Confessions of an Urban Principal/ The Sacrificial Lamb
by Frank Murphy
Installment (9 of 9)
John arrived later in the morning. He was eager to go over the final version of our AYP action plan. While we were reviewing this document, Pat Costello and Ellen Lube came to see me. Earlier in the day Ellen had received a disappointing and puzzling message from the person who was working on the Professional Development School proposal. In an e-mail the Temple representative wrote, “ We have decided not to work with Meade school. The Dean has received information from the school district’s Central Office administration that has influenced our decision. He was told that there might be changes at Meade next year.”
Pat asked John to provide an explanation. “Are they saying that they are going to change the principal?
I cannot remember John’s response to her question. I was in shock after hearing this news. Later when John and I were alone, I pressed him for an explanation.
“What exactly do they mean that they are waiting to see how events develop here? Have you talked to the Dean, John?”
“I talked to him yesterday. He doesn’t want to move ahead because he has been told that there will be a change of leadership here. It is a pain, really.”
“You’re telling me that the Dean was told by someone downtown that I’m going to be removed as principal?”

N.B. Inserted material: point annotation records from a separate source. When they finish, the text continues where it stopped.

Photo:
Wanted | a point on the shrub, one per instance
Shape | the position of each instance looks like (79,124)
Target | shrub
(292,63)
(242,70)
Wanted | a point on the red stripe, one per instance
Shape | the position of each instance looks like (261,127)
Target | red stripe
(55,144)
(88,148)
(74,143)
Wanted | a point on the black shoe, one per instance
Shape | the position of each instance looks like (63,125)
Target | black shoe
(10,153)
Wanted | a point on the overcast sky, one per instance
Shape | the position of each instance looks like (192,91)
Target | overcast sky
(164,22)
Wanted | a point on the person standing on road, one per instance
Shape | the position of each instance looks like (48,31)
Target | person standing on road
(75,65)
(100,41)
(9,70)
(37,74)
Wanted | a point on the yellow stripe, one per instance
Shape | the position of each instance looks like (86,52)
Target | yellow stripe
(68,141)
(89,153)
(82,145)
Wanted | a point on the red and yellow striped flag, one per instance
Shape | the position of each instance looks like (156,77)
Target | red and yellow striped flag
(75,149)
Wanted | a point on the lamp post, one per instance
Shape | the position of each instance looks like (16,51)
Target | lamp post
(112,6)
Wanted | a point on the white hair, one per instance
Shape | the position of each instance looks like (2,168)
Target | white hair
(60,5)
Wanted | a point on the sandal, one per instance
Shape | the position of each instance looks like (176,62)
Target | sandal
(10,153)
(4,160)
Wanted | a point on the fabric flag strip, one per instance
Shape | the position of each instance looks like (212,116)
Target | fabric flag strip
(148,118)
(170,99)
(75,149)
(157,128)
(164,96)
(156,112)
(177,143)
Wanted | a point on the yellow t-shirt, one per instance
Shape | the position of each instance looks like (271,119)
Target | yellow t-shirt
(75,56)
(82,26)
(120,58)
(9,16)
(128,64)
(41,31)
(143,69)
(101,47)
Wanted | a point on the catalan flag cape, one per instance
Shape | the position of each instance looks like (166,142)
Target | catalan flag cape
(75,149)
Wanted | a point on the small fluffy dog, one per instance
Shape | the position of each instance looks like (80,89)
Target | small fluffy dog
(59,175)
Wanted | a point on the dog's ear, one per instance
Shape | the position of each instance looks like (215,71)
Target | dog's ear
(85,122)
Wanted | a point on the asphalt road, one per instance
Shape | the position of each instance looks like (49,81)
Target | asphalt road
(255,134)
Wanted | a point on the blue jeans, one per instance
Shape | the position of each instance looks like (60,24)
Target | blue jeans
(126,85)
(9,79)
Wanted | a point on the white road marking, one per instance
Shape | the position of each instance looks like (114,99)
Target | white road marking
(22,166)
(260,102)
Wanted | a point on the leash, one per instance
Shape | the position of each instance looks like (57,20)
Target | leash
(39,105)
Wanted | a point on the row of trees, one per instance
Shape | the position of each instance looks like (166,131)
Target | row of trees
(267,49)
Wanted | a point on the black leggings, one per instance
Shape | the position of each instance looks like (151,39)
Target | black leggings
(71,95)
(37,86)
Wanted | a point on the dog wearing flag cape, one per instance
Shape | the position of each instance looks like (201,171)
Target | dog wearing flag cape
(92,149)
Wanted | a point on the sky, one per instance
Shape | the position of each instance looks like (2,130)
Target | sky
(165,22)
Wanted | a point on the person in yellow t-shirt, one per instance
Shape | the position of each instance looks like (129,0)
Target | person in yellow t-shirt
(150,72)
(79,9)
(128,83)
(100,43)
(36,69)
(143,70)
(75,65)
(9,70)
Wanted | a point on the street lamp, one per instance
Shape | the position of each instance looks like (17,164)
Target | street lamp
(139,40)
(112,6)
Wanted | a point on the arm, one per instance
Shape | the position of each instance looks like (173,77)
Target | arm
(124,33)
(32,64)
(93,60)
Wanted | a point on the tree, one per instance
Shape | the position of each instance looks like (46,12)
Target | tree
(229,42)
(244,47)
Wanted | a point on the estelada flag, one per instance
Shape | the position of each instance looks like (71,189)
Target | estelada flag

“Not exactly in those words. But… yes, it was very strongly inferred that you are going to be removed.”
My face flushed. Anger gripped me. He continued to talk but I didn’t hear him. I sat quietly in my chair as I contemplated this latest turn of events. So it was my name that was up on the board. I am the one who has been chosen to be the sacrificial lamb. This was not a professional move that I desired.
Just then Mr. Ong entered my office. He had with him the graphs and tables that would be inserted into the report. I didn’t feel like talking to anyone right then and there. I excused myself from this meeting.
“If you don’t mind, I can’t get my head into this right now. I’m sure you will figure at what information you need to use”
“That’s okay, it’s perfectly understandable.” John responded. I left the two of them to figure out which graphics to use in the final report.
At that moment, I could have cared less about a plan to make AYP. I was dumbfounded by this latest development. The Central Office staff knows little if anything about my North Philadelphia School and neighborhood. They look solely at the numbers.
I didn’t think I could keep on with my work as the principal of Meade. I felt like running as fast and as far away from Meade as I could.
Somewhere in the midst of my confusing thoughts, I wondered about Arthur. When he told the DHS worker that he didn’t want to go home to Cindy, did his bottom fall out? At that moment, when everything had become too real to hard for him to handle, did he want to run away?
There is a lot of abuse in the world; bad things touch everyone sooner or later. Arthur was strong when he faced his fate. I thought I could do the same.
On this day, the seventh anniversary of my arrival at Meade, I did not expect that I would have to deal with the threat of being removed. I decided that I would not go quietly. It was up to me now to assist the central office to develop a better understanding of my school.
Meade isn’t just a number. I along with the staff have worked hard to attend to the best interests of our neighborhood. I will not have all that we have done unraveled as a result of a misguided attempt to make an example of our school.
In the privacy of my own head, I offered a solitary toast to my staff and kids.